Although the Rules of the City of New York specify that the DA’s Office must respond in writing within 15 days to a demand for a property release, people frequently wait much longer for a response and sometimes never get one. The burden is always on the civilian. If she or he cannot get the DA release and retrieve the property by a given deadline, the NYPD treats it as ‘unclaimed’ and keeps it. News reports based on government documents show that the NYPD retains millions of dollars each year through civil forfeiture and allegedly unclaimed property. The NYPD does not publicly account for this money and other seized property.
The South Bronx is one of the poorest and most over-policed congressional districts in the country. This makes our clients particularly vulnerable to the consequences of civil forfeiture abuses. Seized cash in amounts of $50 or $100 can mean the difference between a family eating or going hungry for the week. And in a borough where many working poor people live far from public transportation, a seized car can mean inability to commute to work.
- Ensure public access to complete, usable, regularly reported data about property seized by the NYPD. The Bronx Defenders is working with elected officials and community partners to pass legislation that would require periodic reporting to the public on the amount of property obtained by the NYPD. We’re also challenging lack of transparency on this issue before the Supreme Court of the State of New York.
- Represent those must vulnerable to civil forfeiture abuses. Through our Civil Action Practice, we are assisting hundreds of low-income Bronx residents every year who would otherwise have no legal representation in property seizure procedures. In 2015 alone we recovered over $750,000 in cash and property for over 300 clients.
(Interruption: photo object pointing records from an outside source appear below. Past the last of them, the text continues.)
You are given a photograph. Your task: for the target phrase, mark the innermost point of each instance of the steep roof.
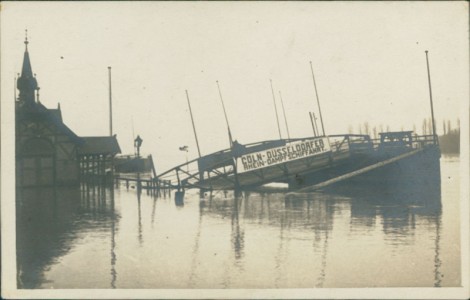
(95, 145)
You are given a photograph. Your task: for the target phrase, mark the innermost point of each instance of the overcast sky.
(368, 59)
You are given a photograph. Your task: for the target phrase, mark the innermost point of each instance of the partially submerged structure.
(48, 152)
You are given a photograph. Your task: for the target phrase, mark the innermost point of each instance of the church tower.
(27, 84)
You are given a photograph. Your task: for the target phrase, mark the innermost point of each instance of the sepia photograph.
(249, 150)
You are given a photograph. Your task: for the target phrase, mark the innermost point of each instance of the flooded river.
(103, 238)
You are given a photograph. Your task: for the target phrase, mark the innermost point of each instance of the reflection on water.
(103, 238)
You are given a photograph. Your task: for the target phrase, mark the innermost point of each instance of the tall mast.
(285, 118)
(194, 127)
(313, 126)
(110, 105)
(14, 87)
(275, 108)
(315, 121)
(318, 101)
(430, 99)
(225, 114)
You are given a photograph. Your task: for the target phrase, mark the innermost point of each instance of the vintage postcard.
(235, 150)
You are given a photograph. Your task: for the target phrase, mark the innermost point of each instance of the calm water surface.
(99, 238)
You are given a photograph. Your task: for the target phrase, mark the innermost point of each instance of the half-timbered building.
(47, 151)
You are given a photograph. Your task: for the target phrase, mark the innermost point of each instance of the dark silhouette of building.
(47, 151)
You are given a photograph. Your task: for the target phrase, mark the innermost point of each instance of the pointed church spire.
(27, 84)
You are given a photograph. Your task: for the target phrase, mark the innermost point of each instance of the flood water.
(102, 238)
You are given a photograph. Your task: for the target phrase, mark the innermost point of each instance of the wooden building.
(47, 151)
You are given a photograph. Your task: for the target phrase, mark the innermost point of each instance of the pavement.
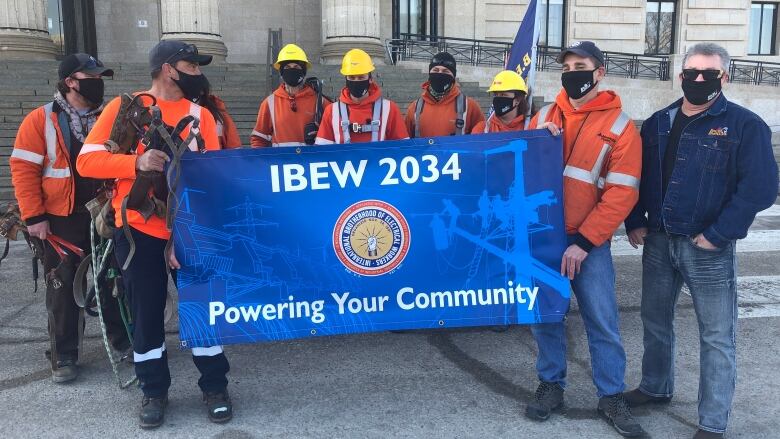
(468, 383)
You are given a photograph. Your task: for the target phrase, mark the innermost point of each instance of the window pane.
(415, 16)
(403, 16)
(542, 5)
(667, 28)
(54, 24)
(766, 29)
(755, 28)
(556, 23)
(651, 27)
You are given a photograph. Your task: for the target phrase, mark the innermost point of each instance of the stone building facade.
(237, 30)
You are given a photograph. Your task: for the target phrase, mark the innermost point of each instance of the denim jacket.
(725, 173)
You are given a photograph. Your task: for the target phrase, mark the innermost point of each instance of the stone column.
(196, 22)
(350, 24)
(24, 30)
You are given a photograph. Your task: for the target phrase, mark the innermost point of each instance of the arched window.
(761, 35)
(659, 27)
(552, 16)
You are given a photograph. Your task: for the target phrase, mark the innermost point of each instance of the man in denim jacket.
(707, 169)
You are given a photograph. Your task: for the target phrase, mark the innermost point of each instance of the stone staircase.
(25, 85)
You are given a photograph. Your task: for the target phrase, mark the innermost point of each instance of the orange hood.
(374, 93)
(604, 100)
(446, 99)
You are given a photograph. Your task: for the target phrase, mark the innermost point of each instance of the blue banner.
(279, 243)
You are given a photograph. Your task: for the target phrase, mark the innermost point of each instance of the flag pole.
(532, 71)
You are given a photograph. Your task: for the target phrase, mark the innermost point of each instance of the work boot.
(548, 398)
(64, 371)
(219, 407)
(617, 413)
(153, 411)
(636, 397)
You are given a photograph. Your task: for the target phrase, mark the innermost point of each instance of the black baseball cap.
(444, 59)
(82, 62)
(582, 48)
(172, 51)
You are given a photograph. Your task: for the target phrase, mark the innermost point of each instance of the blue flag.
(522, 56)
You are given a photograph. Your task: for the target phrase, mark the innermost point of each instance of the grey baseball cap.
(171, 51)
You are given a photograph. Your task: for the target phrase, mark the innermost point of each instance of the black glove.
(310, 133)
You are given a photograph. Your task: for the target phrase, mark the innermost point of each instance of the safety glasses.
(708, 75)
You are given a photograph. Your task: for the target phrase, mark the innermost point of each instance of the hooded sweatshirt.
(438, 117)
(361, 113)
(602, 155)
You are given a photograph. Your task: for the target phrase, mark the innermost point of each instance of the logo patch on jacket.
(722, 131)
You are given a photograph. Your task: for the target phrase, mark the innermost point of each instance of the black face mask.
(191, 86)
(358, 89)
(503, 105)
(578, 83)
(293, 77)
(441, 82)
(93, 90)
(701, 92)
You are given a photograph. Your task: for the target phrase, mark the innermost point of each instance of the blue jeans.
(667, 262)
(594, 288)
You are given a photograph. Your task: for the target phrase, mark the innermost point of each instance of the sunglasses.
(189, 49)
(708, 75)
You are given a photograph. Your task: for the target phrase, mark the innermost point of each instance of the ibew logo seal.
(371, 238)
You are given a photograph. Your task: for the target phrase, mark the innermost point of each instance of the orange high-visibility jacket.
(41, 167)
(373, 119)
(226, 130)
(277, 123)
(494, 124)
(603, 162)
(438, 118)
(95, 160)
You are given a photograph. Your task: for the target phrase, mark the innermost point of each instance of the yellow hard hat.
(291, 52)
(508, 80)
(356, 62)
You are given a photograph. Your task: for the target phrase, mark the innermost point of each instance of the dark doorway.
(415, 17)
(72, 26)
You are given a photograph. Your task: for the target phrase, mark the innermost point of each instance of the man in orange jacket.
(603, 160)
(177, 82)
(442, 109)
(361, 114)
(52, 195)
(510, 104)
(286, 118)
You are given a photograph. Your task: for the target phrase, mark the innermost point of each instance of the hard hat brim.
(278, 65)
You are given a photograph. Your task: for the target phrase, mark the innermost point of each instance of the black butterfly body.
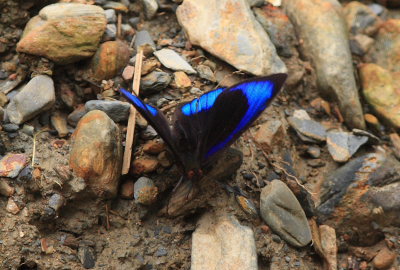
(205, 126)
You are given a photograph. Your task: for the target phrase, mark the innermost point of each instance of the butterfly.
(204, 127)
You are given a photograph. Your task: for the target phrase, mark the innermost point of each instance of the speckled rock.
(174, 61)
(110, 58)
(96, 153)
(117, 110)
(64, 32)
(229, 245)
(281, 211)
(235, 35)
(320, 25)
(379, 91)
(37, 96)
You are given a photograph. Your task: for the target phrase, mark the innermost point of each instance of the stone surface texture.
(64, 32)
(96, 153)
(222, 243)
(235, 35)
(323, 31)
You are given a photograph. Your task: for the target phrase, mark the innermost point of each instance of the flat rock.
(118, 111)
(229, 245)
(235, 36)
(309, 130)
(174, 61)
(64, 32)
(379, 89)
(37, 96)
(110, 59)
(320, 25)
(281, 211)
(12, 164)
(96, 153)
(342, 145)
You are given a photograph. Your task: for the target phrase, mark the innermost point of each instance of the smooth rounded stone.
(343, 145)
(320, 25)
(110, 58)
(145, 192)
(226, 37)
(387, 45)
(96, 153)
(229, 245)
(59, 122)
(150, 8)
(12, 164)
(154, 82)
(281, 211)
(270, 135)
(64, 32)
(308, 130)
(279, 28)
(144, 41)
(37, 96)
(360, 19)
(10, 127)
(110, 33)
(379, 91)
(181, 81)
(118, 111)
(111, 16)
(384, 259)
(174, 61)
(76, 115)
(206, 73)
(360, 44)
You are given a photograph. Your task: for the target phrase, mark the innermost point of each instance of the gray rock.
(154, 82)
(342, 145)
(174, 61)
(281, 211)
(230, 245)
(111, 16)
(37, 96)
(143, 40)
(226, 37)
(308, 130)
(321, 26)
(205, 72)
(150, 8)
(118, 111)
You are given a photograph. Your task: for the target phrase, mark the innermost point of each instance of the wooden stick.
(132, 114)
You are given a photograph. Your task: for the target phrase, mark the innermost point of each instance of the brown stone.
(110, 58)
(384, 259)
(144, 165)
(270, 135)
(96, 153)
(64, 32)
(154, 147)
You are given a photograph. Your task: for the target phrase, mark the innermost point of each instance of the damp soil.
(118, 233)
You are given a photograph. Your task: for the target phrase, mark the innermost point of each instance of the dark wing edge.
(155, 118)
(258, 92)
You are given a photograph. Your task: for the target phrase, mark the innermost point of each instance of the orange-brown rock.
(64, 32)
(96, 153)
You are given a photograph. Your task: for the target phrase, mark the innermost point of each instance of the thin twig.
(132, 114)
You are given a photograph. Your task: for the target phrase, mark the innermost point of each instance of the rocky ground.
(319, 172)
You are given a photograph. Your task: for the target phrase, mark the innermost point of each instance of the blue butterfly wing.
(214, 121)
(155, 118)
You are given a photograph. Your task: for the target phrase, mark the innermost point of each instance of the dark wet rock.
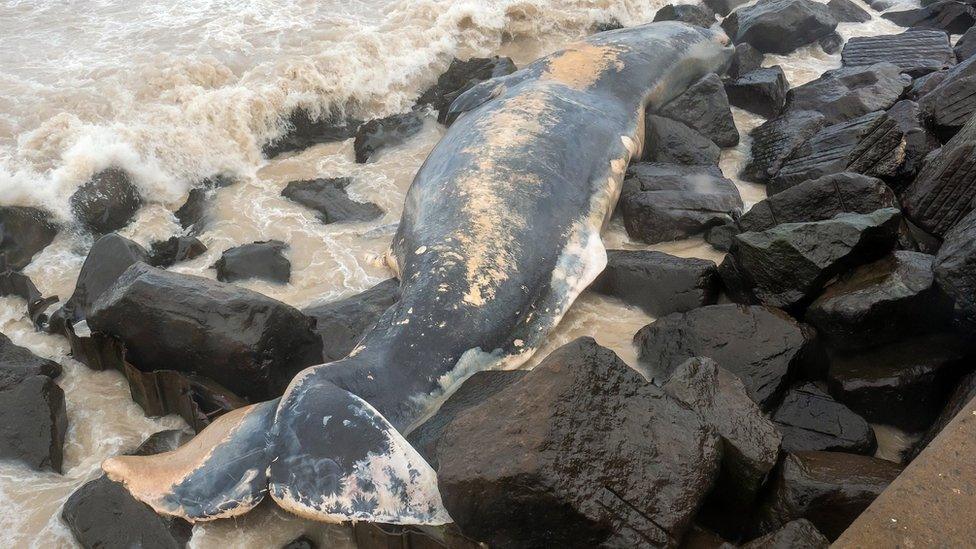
(916, 52)
(760, 345)
(672, 142)
(777, 138)
(658, 283)
(18, 363)
(704, 107)
(817, 200)
(780, 26)
(24, 232)
(788, 265)
(265, 260)
(247, 342)
(750, 441)
(810, 419)
(107, 259)
(850, 92)
(830, 489)
(695, 14)
(33, 423)
(102, 513)
(305, 128)
(827, 152)
(475, 390)
(881, 303)
(845, 11)
(385, 132)
(582, 451)
(342, 323)
(164, 253)
(796, 534)
(952, 103)
(904, 383)
(662, 202)
(896, 148)
(762, 91)
(945, 188)
(947, 15)
(106, 202)
(329, 198)
(460, 77)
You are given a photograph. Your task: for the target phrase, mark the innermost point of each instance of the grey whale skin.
(499, 235)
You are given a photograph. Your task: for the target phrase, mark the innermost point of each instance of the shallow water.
(176, 91)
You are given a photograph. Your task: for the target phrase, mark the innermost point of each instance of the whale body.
(500, 233)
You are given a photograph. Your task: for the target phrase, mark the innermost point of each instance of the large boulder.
(830, 489)
(810, 419)
(658, 283)
(106, 202)
(24, 232)
(760, 345)
(662, 202)
(329, 198)
(265, 260)
(945, 188)
(780, 26)
(247, 342)
(102, 513)
(385, 132)
(880, 303)
(342, 323)
(705, 108)
(915, 52)
(750, 440)
(581, 451)
(788, 265)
- Cut the red tape out of the property retrieval process and ensure due process in civil forfeiture proceedings. Our Impact Litigation team filed a civil rights lawsuit challenging the NYPD’s unconstitutional practice of retaining people’s property without due process after their cases are over. In response to the litigation, the Bronx district attorney’s office agreed to implement a series of reforms to ensure the NYPD promptly releases personal property back to its rightful owners after a case is over.